NBC announced Saturday that Heroes, the 2006 show about ordinary people who discover they have superhuman abilities, would be getting a reboot. Much like Fox’s 24, Heroes will return as a miniseries, set to air in 2015.

A Heroes reboot has a lot of potential for success. In its first season, the show had such a captivatingly simple premise that, much like its protagonists’ powers, it seemed full of possibility. The show’s formula, hoisting people from all walks of life into positions of superhuman power, was a winning one. Its flexibility allowed for a variety of combinations of different powers and personalities.

But the strength of season one was in its grounded approach to the superpower genre. Avoiding the back and forth drama of later seasons, the first season featured characters with direction and plot. The logic was sound but the show included enough mystery to appeal to our curiosity. Not everything was completely clear in the beginning because there was an understanding that explanations would come in due time.

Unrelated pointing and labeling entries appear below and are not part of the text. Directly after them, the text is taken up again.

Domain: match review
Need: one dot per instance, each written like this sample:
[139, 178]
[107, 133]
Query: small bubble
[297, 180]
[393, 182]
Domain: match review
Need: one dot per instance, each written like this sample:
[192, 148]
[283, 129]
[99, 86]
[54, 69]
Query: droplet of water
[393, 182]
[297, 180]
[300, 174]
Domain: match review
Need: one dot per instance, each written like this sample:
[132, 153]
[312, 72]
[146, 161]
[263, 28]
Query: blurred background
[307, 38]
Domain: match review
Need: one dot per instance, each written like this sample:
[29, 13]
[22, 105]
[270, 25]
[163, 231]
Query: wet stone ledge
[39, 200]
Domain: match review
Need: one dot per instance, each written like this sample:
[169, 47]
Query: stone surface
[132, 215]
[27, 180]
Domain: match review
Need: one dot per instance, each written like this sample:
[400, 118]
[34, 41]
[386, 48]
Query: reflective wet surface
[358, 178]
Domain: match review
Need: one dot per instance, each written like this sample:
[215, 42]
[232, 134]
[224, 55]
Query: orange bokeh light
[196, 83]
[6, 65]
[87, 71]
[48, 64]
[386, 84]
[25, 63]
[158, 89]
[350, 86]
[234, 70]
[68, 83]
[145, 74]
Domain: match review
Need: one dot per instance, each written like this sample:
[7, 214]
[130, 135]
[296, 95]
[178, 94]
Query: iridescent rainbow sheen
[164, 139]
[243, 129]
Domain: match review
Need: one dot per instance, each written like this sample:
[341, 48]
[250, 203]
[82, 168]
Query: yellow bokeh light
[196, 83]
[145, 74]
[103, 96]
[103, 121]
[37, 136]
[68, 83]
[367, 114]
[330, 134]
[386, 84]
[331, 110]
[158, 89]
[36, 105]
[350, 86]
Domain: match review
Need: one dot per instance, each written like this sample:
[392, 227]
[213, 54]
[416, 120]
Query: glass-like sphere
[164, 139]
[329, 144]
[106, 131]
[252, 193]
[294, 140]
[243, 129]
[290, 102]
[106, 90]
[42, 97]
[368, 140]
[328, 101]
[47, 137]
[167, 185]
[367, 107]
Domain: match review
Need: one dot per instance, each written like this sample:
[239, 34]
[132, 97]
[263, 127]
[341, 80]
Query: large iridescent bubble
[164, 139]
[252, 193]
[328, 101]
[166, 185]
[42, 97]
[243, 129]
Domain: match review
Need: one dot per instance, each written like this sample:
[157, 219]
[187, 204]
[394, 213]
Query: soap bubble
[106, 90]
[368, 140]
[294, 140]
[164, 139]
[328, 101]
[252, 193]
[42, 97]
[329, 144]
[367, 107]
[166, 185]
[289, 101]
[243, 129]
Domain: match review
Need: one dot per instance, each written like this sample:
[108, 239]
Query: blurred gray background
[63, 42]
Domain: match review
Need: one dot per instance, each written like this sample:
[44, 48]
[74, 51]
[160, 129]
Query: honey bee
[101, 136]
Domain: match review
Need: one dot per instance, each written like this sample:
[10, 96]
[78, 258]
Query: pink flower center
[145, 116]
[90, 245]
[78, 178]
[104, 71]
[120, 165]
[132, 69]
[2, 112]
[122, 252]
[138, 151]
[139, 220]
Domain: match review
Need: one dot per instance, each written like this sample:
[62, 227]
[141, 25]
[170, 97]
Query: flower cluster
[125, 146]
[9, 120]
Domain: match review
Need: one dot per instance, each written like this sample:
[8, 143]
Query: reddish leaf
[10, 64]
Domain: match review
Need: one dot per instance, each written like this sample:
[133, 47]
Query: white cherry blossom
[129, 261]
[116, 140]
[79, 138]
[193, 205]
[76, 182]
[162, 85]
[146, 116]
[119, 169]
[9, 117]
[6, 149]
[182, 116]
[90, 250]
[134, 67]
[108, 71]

This sense of things to come fostered a building fascination for fans. Creator Tim Kring held back some of the tastiest morsels as bait to eagerly bid us on — and rightly so.

It was only after the first season that the Heroes-verse began unraveling.

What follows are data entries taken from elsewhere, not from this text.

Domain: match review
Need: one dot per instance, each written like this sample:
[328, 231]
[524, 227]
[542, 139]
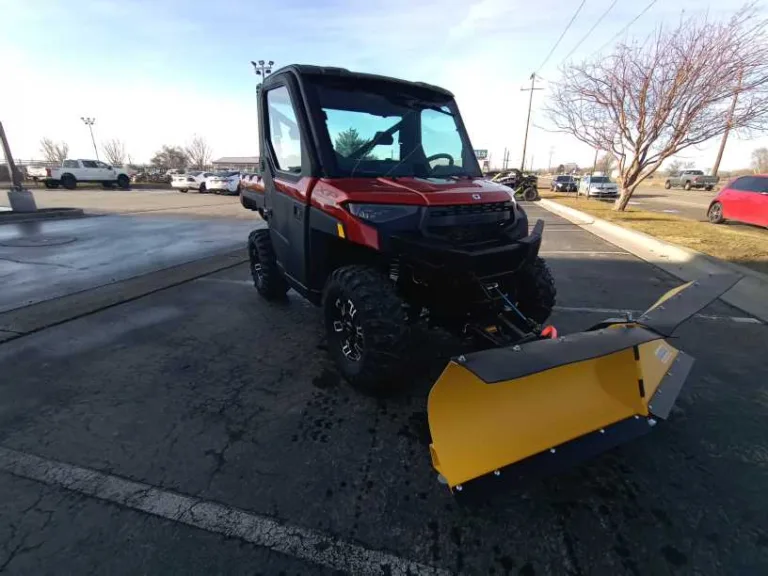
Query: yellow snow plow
[547, 404]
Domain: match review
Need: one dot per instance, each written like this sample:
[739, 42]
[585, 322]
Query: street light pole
[528, 121]
[262, 68]
[90, 122]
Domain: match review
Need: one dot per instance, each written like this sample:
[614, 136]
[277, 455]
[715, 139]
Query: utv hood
[421, 191]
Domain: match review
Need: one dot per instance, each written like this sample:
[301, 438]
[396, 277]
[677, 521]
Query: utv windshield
[378, 129]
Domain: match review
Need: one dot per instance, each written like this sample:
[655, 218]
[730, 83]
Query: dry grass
[737, 243]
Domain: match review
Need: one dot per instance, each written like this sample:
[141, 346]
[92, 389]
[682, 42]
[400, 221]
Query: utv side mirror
[383, 139]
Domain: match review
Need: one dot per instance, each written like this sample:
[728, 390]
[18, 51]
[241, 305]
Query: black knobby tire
[267, 277]
[123, 181]
[68, 181]
[536, 292]
[715, 213]
[383, 328]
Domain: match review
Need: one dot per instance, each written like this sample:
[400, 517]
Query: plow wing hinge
[502, 364]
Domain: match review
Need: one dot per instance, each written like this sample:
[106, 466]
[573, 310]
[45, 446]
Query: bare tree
[605, 164]
[198, 153]
[114, 151]
[648, 101]
[54, 151]
[760, 160]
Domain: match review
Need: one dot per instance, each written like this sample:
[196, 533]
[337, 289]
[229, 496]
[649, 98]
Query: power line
[595, 25]
[562, 35]
[620, 32]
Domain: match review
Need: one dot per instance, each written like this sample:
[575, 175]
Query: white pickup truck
[73, 171]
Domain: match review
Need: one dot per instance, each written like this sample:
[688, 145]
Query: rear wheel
[536, 292]
[68, 181]
[366, 325]
[266, 275]
[715, 213]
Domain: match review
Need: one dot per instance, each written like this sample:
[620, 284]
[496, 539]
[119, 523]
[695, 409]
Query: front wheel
[366, 326]
[535, 291]
[267, 277]
[715, 213]
[123, 181]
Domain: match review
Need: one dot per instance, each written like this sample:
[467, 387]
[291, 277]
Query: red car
[744, 199]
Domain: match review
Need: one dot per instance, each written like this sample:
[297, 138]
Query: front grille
[467, 209]
[469, 223]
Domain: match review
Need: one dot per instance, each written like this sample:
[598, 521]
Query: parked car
[73, 171]
[599, 186]
[563, 183]
[194, 180]
[744, 199]
[691, 179]
[223, 182]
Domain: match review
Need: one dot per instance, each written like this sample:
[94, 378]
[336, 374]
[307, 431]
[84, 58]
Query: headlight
[380, 213]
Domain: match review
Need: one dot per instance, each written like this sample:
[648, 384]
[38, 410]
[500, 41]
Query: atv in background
[525, 186]
[377, 212]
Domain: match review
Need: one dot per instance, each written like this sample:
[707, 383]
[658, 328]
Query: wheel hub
[346, 325]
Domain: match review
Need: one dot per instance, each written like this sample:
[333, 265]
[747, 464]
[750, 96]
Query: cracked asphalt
[205, 390]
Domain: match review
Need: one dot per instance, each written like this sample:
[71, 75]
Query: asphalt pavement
[201, 430]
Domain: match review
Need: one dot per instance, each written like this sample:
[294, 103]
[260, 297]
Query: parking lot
[201, 430]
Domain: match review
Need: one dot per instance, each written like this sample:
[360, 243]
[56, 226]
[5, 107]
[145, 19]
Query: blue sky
[157, 72]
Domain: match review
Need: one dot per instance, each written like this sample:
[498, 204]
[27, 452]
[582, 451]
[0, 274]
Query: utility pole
[21, 200]
[262, 68]
[528, 122]
[90, 122]
[716, 167]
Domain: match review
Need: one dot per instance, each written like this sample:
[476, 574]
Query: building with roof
[241, 163]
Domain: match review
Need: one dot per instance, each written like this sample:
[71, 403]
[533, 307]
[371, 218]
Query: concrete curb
[35, 317]
[40, 214]
[750, 294]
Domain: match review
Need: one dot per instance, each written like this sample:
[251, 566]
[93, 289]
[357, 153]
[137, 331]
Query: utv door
[286, 175]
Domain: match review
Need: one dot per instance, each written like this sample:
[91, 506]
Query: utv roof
[307, 69]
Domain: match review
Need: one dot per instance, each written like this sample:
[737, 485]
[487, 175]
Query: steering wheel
[441, 155]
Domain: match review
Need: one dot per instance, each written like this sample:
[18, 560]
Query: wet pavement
[206, 391]
[48, 259]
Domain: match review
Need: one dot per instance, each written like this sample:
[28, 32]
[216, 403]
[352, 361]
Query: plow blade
[541, 406]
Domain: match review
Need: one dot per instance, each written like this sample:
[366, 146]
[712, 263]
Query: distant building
[242, 163]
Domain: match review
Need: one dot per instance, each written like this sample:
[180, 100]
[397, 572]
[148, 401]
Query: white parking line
[636, 313]
[581, 252]
[225, 281]
[309, 545]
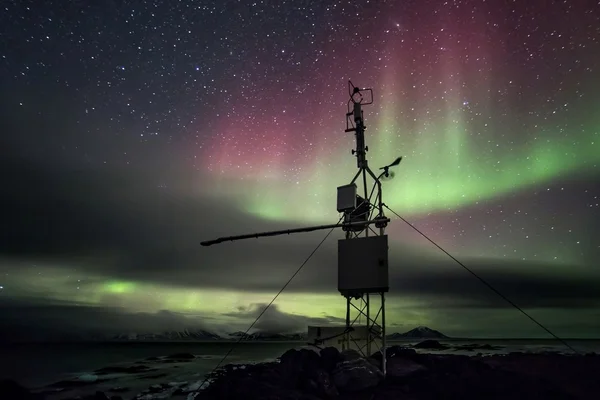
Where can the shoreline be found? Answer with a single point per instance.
(417, 372)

The later seasons revealed the show’s lack of advance planning. Gaps in plausibility yawned open, and loss of focus and direction reigned supreme as the writers’ lack of forethought became apparent. Characters went from people with motives and goals to vehicles for moving the plot forward.

Heroes Reborn can make the series great again, but only if it anchors itself in the self-control and planning of the first season. Playing with superpowers can get out of hand very quickly. It takes restraint to chart a steady course for a show and stay tethered to reality. That’s one of the biggest takeaways from the show’s original four seasons.

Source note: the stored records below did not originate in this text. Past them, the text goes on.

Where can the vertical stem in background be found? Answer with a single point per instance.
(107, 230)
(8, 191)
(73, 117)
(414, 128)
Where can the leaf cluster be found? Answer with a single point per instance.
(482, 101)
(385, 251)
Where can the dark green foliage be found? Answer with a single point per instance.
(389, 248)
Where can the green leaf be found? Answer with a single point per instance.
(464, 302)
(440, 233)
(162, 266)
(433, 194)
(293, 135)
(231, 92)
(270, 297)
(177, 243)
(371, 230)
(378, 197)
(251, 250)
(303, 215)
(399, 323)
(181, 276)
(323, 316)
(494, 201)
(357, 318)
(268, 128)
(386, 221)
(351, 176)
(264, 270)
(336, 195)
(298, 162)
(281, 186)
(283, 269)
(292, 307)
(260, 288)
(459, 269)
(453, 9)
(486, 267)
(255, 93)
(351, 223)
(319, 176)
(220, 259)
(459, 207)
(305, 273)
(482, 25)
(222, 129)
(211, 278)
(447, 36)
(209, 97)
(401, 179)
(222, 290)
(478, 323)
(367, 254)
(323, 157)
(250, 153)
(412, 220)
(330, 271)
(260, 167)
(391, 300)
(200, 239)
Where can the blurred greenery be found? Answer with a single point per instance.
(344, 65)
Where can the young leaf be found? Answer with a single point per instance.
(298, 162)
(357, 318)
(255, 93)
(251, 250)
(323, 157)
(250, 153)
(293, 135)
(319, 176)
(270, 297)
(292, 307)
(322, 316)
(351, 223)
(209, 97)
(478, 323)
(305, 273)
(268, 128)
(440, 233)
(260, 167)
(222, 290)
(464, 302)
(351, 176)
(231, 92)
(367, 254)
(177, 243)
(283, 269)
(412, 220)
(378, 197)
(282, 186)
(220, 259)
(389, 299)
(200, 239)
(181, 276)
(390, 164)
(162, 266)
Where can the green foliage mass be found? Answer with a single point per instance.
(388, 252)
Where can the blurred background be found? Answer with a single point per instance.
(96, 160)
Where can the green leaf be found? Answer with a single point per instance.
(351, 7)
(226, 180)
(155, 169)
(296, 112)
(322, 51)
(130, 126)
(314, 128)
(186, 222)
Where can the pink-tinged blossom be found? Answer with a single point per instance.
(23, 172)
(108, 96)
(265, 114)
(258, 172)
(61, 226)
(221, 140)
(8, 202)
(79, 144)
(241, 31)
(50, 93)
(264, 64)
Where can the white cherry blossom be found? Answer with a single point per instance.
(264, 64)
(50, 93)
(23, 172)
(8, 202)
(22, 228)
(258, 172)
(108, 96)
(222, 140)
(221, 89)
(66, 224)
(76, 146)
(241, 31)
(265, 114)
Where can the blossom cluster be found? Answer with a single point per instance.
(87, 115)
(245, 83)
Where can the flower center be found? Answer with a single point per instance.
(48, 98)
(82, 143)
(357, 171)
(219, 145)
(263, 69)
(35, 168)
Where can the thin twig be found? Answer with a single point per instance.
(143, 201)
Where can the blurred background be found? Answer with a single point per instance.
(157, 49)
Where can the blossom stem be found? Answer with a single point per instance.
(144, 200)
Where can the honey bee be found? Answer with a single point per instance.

Heroes was plagued by exciting foreshadowing that never panned out. For example, throughout the show’s four seasons, an ominous “f” symbol made cameos on everything from paintings to tattoos to swords, yet in the end, we were never given a real explanation as to what it meant. It was clear the symbol had some link to the characters’ abilities, but the writers began using it as nothing more than an Easter egg that popped up here and there without an actual explanation.

The eclipse that was supposedly the catalyst for the development of the characters’ abilities was also never explained. It’s doubtful even the writers could tell us why the eclipse made people develop or lose their abilities.

Further muddled plot points emerged from the lack of clarity in the character’s powers. Company associate The Haitian’s abilities were unclear once the writers began supplying him with random powers under the umbrella term “mental manipulation.”

Then there were characters like professor Mohinder Suresh and tagalong Ando Masahashi, who did not develop abilities naturally, but instead were given powers artificially later in the series. Not only were the powers bizarre and unclear, but the characters were not especially engaging to begin with. It would take more than a superpower makeover to generate interest in them.

And then some characters simply lost themselves altogether. Fourth season supervillain Sylar flip-flopped loyalties like a waffling politician, one moment wanting to slice open heads and steal powers and the next teaming up with former archenemy and Clark Kent wannabe Peter Petrelli.

Overall, Kring and company are going to need to step it up for the Heroes Reborn miniseries. The setup is there, but they’re going to need to think less in terms of grandeur and more in terms of working within their limits. The reboot will be constrained to 13 episodes, meaning everything must be neatly executed and with forethought in order to restore the excitement of Heroes’ first season.